I agree that people should know the real definition of racism and discrimination, because we don't want to use it wrong. I agree that students should make judgments, but I also believe that some judgments may come off as too strong. I also believe that we should learn between good and bad things. I think that you are right that most kids don't understand the word racist and it is overused often.

-Raley Slaymaker

a r d e e said...

Mr. Strebler! My HS IB Econ teacher! Believe it or not, I still HAVE my ERACISM t shirt after all these, ahem, 19 years! I love that shirt and the concept! / a r d e e c/o 1994

Joshua Hallmark said...

What a great issue to be shed light upon. I have always felt racist when I say stuff like that and I try to avoid it. An example was today when I was trying to point out somebody I first said "that black guy with the beanie" but then I quickly changed it to the "African-American guy with the beanie".Though both are the same thing and I don't get why I have to worry about that constantly.It is ridiculous these days almost anything used to describe a person is somehow racist. This issue has really brought me to my senses on racism and discrimination.
-Joshua Hallmark

Joshua Lopez said...

After I read this essay, I reflected on what I said before and what I've done before. Now, I know that the word racist and racism have more powerful meanings. Now that I know the real meaning of racism, I think back to all the time that I've misused that word

Chantel Heard said...

I agree that people misuse the words racism and discrimination... Today somebody can say any little thing and somebody will yell out "That's Racist!" Racism to me is when you absolutely hate somebody because of their race and physically or verbally abuse them. Discrimination in my opinion is more of a judgement, almost like prejudice. In class when you make jokes that refer to race, sometimes students get offended, I think most students know you mean no harm, but those who get offended may not understand that you aren't racist. I also agree that we should continue talking about about race so that we don't forget what makes us different. Unification is important but we should not avoid talking about the traits that make us who we are.

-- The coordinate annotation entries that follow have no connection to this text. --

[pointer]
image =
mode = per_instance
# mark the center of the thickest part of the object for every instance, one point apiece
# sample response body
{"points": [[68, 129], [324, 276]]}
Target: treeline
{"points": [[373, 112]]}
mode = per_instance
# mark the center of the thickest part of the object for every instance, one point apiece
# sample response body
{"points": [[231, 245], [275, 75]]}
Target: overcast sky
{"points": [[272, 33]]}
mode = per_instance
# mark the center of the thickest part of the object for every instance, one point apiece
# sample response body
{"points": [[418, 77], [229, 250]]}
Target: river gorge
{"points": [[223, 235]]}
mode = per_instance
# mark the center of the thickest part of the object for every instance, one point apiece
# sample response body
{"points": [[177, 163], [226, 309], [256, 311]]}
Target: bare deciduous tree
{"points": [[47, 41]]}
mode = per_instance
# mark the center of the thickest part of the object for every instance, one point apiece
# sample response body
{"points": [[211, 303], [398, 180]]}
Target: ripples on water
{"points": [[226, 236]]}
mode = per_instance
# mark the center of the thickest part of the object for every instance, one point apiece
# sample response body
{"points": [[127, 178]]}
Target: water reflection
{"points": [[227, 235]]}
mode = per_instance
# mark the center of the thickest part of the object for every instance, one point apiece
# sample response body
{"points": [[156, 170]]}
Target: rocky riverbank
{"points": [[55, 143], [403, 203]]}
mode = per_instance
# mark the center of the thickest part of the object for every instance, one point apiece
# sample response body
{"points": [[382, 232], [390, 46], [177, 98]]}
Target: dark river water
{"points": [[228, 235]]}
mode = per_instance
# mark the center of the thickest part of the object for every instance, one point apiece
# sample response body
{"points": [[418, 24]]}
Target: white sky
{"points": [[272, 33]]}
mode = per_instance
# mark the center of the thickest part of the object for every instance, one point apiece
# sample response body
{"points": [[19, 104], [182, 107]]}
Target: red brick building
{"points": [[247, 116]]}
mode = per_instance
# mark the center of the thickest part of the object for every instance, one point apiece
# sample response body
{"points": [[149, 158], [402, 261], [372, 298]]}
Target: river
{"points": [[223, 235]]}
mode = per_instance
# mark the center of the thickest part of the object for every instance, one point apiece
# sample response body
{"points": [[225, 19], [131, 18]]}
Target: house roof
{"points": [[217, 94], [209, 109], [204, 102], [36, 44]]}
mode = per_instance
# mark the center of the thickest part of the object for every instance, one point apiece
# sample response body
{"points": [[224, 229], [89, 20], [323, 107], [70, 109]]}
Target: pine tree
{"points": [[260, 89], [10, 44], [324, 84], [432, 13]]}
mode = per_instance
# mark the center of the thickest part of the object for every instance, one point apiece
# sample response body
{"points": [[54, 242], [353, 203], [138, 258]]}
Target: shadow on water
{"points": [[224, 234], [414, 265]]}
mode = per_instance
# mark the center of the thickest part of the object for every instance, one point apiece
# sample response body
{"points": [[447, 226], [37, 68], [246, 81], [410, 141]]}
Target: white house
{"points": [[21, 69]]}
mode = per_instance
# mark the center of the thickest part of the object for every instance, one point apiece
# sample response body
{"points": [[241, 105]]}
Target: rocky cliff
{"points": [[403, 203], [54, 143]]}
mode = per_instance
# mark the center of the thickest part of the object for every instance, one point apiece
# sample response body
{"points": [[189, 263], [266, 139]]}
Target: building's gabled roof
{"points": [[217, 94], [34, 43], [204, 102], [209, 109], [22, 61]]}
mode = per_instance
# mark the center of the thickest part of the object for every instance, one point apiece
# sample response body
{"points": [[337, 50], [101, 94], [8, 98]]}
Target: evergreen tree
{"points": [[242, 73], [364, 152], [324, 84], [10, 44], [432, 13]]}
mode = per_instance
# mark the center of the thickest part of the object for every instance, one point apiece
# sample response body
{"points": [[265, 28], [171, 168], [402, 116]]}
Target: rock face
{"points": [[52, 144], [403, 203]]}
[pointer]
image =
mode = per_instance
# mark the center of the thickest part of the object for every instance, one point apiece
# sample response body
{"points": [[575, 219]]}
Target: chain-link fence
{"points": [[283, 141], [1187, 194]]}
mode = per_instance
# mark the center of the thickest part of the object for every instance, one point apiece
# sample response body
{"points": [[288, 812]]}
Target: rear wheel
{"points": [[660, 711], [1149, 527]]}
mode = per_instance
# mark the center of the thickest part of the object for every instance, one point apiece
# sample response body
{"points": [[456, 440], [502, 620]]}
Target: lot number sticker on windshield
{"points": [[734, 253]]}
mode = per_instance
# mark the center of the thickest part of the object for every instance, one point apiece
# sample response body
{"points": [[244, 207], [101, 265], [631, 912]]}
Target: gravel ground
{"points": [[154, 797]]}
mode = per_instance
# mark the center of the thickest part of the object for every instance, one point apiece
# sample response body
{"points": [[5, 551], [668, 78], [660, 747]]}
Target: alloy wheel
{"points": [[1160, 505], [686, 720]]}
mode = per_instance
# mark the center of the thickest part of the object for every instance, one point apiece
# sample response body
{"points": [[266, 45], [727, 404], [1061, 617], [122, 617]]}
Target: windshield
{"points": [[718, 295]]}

Natalie Ashley-Hardy said...

I personally enjoy your different accents and what can be seen as racist remarks during a lesson. They break the ice and make the students focus on what you are teaching. I am guilty of misunderstanding what the true definition of "racist" and discrimination" are and I believe it is because of the culture I was brought up in. Being a minority at the school, I have to think twice about what I say in front of certain people as they may take it as an insult. I use words like "Mexican, black, white, tall, etc" to describe someone, yet some may find it offensive. This essay gets me thinking on how society today defines "racist" and "discrimination" in their own way and how a tone can differentiate a words meaning.

Anonymous said...

Racism not only is to put down and think less of a race but also have hate and negative feelings towards that race. Specifically when associated with authority figures in our culture.
-Jacqueline

Sherwin Gervacio said...

Through this post,I realize the new meaning of both racism and discrimination. It is very interesting that everyone uses these words in a negative way but really, they are misunderstood. In addition, I am aware of how these word are misunderstood due to past history. I also understand that some comments that are racist are based on true facts, and people just get offended since they think they are being discriminated against. In the end, people need to realize the true meaning of these word in order for them to fully understand what they are saying.

Lizzie Hall said...

I think that the main problem you talk about has to do with confusion between racism and offensiveness. When students are upset because of a term that has to do with their race, you are right. It’s not racist to comment on someone’s race. However, I think you have to realize that in our society, blatantly talking about people’s races can be awkward and offensive. I agree with you that it shouldn’t be awkward, but that doesn’t change the fact that these comments can offend people. These upset kids say “that’s racist,” but in reality I think they mean “that was offensive.”